The ICMSA says the State should create a single authority for waters and flooding, adding that overall responsibility for a nationwide response has been diluted by the “plethora” of agencies covering the issue.
ICMSA president John Comer said the country needs a national waterways authority that would take over responsibility for the oversight and maintenance of the State’s internal waterways and designated stretches of coastline.
“We have county councils, the Department of the Environment, OPW, National Parks and Wildlife Service, the ESB, various fisheries boards — even the Land Commission has some residual issues in certain parts of the state despite the fact that it was abolished decades ago,” Mr Comer said.
“We have a situation where there is a plethora of agencies and bodies all sharing responsibility for the oversight and maintenance of our waterways and coastlines with resultant confusion about who’s doing what — or, in very many cases, who’s not doing what.”
Mr Comer said it was a truism in every facet of administration that where everyone is responsible then nobody is, and that this is very evidently the case where it comes to oversight and responsibility for rivers and coastal areas.
He said nobody could disentangle the various strands of responsibility, describing the administrative overload as a recipe for chaos and inaction.
“A central authority has to be the first step in any serious attempt to address what looks likely to be a ongoing and potentially very serious threat to large swathes of the country.
“It’s cost-free and it’s logical: The Government should move immediately to set up a national waterways authority and establish its supremacy in all matters pertaining to our waterways.”
Mr Comer said the rural community has welcomed signals that the threat and reality of massive and frequent flooding is finally going to be taken seriously by the Government . He said that this seeming shift in policy will now have to translate into a budget, a plan and action.
Agriculture Minister Simon Coveney said last week that he recognised the difficulties and the hardship being experienced as a result of the recent storms and rainfall — land which is very wet and where slurry tanks full or nearly full. He reassured farmers that he and his department will do all that is possible to assist them at this time.
He said the department would take a common sense approach and that farmers need not be worried or concerned in relation to farm inspections. Where severe storms have damaged fences and where grazing land has large deposits of stone or debris, farmers will not be penalised under direct payments schemes, Mr Coveney said.
“My department is also in close contact with farm organisations through the Farm Animal Welfare Advisory Council, whose members on the ground are very well-placed to assess the situation. It is at times like this where the community spirit within the farming community comes to the fore.”
Teagasc advisers have said that the main issues facing farmers relate to flooding of farm land, managing slurry storage, ensuring livestock have enough fodder, and preparing for fertilising grassland once the weather and ground conditions improve.
Storms, heavy rain, and floods create additional health and safety risks and farmers need to take extra care to avoid accidents and injury during stormy periods.

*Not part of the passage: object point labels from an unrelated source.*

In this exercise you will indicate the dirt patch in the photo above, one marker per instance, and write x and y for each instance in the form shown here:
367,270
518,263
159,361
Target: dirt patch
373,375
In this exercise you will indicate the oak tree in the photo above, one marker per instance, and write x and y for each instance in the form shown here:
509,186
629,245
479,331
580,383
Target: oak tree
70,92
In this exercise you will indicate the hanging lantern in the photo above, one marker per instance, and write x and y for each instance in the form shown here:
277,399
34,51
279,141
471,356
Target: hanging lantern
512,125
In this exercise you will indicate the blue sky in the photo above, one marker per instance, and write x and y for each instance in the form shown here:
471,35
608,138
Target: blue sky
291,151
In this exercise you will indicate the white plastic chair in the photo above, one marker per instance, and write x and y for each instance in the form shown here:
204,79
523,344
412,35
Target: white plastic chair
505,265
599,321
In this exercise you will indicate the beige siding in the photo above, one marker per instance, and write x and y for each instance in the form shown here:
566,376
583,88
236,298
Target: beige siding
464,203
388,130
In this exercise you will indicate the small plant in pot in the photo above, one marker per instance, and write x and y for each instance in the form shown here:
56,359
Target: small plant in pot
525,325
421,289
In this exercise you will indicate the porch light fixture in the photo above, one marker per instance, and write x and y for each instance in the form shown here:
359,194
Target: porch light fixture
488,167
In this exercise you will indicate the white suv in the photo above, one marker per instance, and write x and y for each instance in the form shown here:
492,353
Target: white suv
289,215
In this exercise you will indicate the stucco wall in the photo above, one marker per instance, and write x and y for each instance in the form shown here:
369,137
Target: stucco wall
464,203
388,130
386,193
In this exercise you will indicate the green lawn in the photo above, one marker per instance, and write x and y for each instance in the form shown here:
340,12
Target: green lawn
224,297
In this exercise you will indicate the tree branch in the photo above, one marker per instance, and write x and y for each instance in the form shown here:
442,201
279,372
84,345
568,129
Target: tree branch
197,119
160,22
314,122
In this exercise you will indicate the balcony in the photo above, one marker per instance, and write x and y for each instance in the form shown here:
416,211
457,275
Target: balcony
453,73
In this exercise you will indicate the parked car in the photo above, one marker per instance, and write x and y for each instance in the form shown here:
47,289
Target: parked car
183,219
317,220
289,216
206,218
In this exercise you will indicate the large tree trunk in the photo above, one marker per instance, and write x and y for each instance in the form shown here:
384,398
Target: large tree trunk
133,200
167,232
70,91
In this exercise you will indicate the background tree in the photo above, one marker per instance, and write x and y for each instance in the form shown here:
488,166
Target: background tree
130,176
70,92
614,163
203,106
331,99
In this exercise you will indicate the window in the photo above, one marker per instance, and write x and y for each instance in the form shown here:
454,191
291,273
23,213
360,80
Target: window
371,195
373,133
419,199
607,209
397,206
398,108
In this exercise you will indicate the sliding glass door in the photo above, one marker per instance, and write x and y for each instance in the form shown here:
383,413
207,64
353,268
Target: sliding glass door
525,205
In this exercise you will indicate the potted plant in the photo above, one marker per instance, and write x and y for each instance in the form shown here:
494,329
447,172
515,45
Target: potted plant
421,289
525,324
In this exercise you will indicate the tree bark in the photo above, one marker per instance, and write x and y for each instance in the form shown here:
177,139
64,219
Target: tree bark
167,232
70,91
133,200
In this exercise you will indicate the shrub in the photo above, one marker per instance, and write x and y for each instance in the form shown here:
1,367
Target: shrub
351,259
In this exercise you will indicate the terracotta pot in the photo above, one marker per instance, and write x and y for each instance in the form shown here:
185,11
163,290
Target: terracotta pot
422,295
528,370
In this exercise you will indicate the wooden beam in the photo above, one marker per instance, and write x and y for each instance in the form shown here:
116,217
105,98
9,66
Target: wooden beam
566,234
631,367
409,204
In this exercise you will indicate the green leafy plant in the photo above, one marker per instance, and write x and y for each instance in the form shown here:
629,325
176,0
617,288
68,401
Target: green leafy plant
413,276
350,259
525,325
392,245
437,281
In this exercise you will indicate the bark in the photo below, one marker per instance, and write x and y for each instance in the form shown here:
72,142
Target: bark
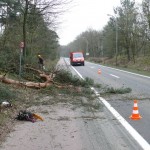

Farmers are advised to ensure clean rainwater is diverted away from slurry storage tanks.
Storage tanks are filling up after the winter and ground conditions are not currently suitable for spreading. Slurry can be moved from full tanks to ones where there is still some capacity. When weather conditions improve, farmers can spread small quantities on drier fields. Avoid sloping fields, Teagasc added.
Dr Tom Kelly, Teagasc director of knowledge transfer, said: “Little or no fertiliser has been spread for early grass or for crops. Wait for conditions to improve to spread fertiliser, but have it ordered and in the yard so that it can be applied when the conditions and forecast are better.”